Handi kadi weti ! Il est des situations où l’intelligence rusée croise la route d’une conscience droite, et la tension entre les deux dévoile le véritable drame de notre époque : nul n’ose plus emprunter le chemin exigeant de la droiture sans passer pour un naïf, un anachronisme ambulant.
Pourtant, la condition d’un vivre-ensemble harmonieux ne relève pas d’une utopie chimérique. Elle repose sur une donnée élémentaire que chacun pressent, même confusément, au fond de lui : accomplir avec rigueur et loyauté la tâche qui nous incombe. Non parce que l’on est surveillé, ni dans l’espoir de flatter un ego décoré d’honneurs, mais parce qu’il s’agit de répondre justement à une mission pour laquelle on est reconnu — et rémunéré — que l’on relève du service public ou du secteur privé.
Mais la pente est glissante, et nous y avons glissé avec entrain. L’esprit de la combine a désormais colonisé tous les étages de la société : on ne vole plus seulement l’État, devenu vache sacrée pour prédateurs publics ; on s’attaque aussi sans vergogne aux entreprises privées, ces structures souvent fragiles, qui ploient déjà sous le poids des charges fiscales, administratives et logistiques. Comment espérer une économie florissante si même ceux qui paient leurs impôts doivent encore se battre contre des clients qui viennent siphonner, frauder, ou se dérober aux engagements contractuels ?

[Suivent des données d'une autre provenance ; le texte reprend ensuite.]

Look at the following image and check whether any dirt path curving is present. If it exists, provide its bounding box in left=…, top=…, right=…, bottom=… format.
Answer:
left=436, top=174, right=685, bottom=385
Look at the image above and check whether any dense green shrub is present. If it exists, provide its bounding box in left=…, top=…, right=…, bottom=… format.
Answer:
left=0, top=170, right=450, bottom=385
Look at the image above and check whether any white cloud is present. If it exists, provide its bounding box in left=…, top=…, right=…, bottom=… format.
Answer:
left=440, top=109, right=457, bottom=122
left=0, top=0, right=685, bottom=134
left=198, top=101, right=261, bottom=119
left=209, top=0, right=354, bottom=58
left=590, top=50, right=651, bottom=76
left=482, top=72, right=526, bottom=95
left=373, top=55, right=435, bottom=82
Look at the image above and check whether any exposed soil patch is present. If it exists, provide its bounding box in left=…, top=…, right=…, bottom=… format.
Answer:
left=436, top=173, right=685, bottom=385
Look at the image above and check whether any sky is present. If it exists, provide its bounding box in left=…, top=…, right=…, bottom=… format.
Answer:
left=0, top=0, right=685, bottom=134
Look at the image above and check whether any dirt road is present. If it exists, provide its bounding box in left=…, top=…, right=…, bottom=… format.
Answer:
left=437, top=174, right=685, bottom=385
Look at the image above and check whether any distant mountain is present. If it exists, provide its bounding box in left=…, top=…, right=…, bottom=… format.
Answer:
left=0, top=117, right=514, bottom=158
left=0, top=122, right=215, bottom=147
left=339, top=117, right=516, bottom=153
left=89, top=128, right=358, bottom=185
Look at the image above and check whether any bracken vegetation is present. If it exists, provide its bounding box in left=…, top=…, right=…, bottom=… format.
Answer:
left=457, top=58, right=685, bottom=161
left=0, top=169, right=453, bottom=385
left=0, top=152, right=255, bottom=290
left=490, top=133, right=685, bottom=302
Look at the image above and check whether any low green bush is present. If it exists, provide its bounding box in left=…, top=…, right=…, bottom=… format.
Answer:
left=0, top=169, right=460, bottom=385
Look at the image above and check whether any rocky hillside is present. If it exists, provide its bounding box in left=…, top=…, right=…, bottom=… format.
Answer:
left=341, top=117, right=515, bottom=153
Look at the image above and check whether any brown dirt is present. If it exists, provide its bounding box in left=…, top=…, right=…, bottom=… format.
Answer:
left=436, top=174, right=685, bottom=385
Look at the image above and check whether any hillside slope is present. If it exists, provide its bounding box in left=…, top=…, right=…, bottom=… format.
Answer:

Il ne s’agit plus de servir, mais de se servir. Et dans cette confusion érigée en système, celui qui refuse les circuits parallèles, les pots-de-vin, les faveurs entachées de compromission, est vite regardé comme un benêt ou un empêcheur de tourner en rond.
Nous avons pris l’habitude d’approcher la sortie du labyrinthe en traînant nos ruses et nos duplicités, croyant pouvoir retrouver le ciel avec une boussole faussée par la malhonnêteté. Mais tant que chacun vient à la table commune avec des intentions opaques, il n’y a rien à espérer. La reconstruction ne surgira jamais de l’addition de petits mensonges privés.
La voie du redressement ne serpente pas dans l’ombre. Elle est droite, exigeante, frontale : elle commence par un travail intérieur, une réconciliation avec soi-même et, surtout, par l’acceptation du vrai — aussi tranchant, brutal ou dérangeant soit-il.
C’est pour avoir constamment repoussé cette exigence de vérité que nous nous sommes enlisés dans cette incohérence collective. Et c’est en croyant pouvoir nous en extraire par des ruses supplémentaires que nous accélérons notre propre affaissement.
La vérité n’est pas un supplément d’âme pour idéalistes. Elle est le seul sol ferme sur lequel il reste possible de bâtir.